We work with all modern tech stacks and typically run agile scrum on all our projects.

About you

Are you passionate about data and its transformational powers? Do you like being able to make a huge difference in a limited period of time? We might be just the right place for you.

A little bit about the role

In time, we are looking to build out a fully-fledged Data Architecture practice and this hire would represent the first permanent hire in that space for The Dot Collective. So, if you are ready to play a major part in the future success and growth of The Dot Collective, please read on and apply!

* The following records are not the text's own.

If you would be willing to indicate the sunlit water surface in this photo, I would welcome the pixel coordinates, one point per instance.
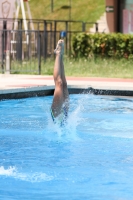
(90, 158)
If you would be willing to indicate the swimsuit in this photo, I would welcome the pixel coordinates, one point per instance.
(61, 118)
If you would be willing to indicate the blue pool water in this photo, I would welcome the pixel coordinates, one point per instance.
(91, 158)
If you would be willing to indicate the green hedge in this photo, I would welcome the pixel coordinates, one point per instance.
(116, 45)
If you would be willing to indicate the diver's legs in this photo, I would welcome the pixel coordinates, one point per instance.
(58, 99)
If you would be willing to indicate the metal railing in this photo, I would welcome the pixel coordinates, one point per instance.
(22, 51)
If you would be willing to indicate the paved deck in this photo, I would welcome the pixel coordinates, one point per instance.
(20, 83)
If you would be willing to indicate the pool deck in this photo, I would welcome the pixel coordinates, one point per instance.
(10, 84)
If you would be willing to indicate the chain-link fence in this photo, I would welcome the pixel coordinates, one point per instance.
(23, 51)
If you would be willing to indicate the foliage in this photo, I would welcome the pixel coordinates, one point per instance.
(116, 45)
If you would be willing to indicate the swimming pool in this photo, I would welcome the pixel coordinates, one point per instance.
(90, 158)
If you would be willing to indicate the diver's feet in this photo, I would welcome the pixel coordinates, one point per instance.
(59, 48)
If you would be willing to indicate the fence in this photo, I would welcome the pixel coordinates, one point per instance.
(23, 51)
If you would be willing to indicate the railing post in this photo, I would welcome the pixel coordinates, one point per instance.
(66, 35)
(3, 51)
(45, 40)
(83, 26)
(96, 27)
(8, 62)
(55, 34)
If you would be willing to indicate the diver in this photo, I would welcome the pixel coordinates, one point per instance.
(60, 104)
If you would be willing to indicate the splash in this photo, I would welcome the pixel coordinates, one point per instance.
(29, 177)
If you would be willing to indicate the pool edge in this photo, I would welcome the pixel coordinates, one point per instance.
(49, 90)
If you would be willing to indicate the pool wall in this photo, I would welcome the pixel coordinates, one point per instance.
(49, 90)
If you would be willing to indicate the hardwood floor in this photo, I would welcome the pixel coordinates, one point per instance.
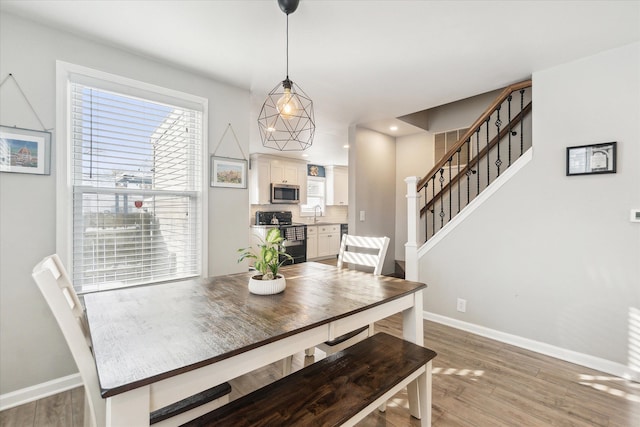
(476, 382)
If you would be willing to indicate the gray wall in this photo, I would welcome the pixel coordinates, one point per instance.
(32, 349)
(552, 258)
(372, 175)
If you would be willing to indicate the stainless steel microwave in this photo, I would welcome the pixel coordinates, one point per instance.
(285, 193)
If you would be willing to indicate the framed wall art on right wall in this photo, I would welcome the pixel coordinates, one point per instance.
(591, 159)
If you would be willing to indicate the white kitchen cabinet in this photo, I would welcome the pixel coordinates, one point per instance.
(265, 169)
(337, 185)
(283, 172)
(328, 240)
(312, 242)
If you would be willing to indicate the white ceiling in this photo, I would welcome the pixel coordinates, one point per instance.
(362, 62)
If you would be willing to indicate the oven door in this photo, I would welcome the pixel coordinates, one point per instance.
(295, 243)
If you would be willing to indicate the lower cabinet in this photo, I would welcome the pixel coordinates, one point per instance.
(312, 242)
(328, 240)
(323, 241)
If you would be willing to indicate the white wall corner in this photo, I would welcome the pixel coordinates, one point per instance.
(39, 391)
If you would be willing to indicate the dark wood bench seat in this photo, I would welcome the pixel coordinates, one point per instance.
(340, 389)
(192, 402)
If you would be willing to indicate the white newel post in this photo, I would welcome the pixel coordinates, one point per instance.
(413, 214)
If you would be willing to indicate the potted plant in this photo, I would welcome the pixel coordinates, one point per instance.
(267, 263)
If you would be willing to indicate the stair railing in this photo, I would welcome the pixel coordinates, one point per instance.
(485, 150)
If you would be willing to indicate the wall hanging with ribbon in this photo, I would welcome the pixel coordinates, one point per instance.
(24, 150)
(227, 171)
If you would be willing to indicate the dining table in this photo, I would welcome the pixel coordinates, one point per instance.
(157, 344)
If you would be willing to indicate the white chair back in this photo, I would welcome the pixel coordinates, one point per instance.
(364, 251)
(53, 281)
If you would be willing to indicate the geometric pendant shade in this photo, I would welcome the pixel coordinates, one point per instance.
(286, 121)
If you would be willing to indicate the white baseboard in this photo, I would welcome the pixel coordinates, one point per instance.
(38, 391)
(571, 356)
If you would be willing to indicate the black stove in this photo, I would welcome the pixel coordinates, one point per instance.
(274, 218)
(295, 235)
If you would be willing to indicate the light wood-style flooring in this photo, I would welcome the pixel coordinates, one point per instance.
(476, 382)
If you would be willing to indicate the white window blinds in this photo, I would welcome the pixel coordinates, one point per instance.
(136, 181)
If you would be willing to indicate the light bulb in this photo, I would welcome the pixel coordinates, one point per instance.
(288, 106)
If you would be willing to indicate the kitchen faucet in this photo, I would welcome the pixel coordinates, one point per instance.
(315, 211)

Your Key Skills and Capabilities

  • Work with technical teams to clarify and refine architecture so as to maintain consistency during delivery
  • Recognise ways to describe the structure and behaviour of applications used in a business, with a focus on how they interact with each other and with business users or actors
  • Help the customer articulate their requirements and formulate a suitable solution architecture
  • Proven experience of designing and building data platforms
  • A strong understanding of modelling data and how to make data work at scale
  • A grasp of modern data governance is also appreciated
  • Have an understanding of Microservices and Serverless architectures
  • Be able to describe the structure and behaviour of the technology platform that underpins user applications and understand on-premise, Cloud hosting and end-user compute
  • Knowledge of open source, open standards and cloud technologies
  • An understanding of architectural concepts, methodologies and approaches
  • Knowledge and demonstrable experience of both traditional and agile delivery methods
  • Effectively explain complex technical solutions to a non-technical audience

Our promise to you

We will always see you as a human being and will do our very best to support your needs and wellbeing – well-designed co-working and collaboration spaces, remote working patterns that work for you, parenting leave, sabbaticals and ability to work on personal projects.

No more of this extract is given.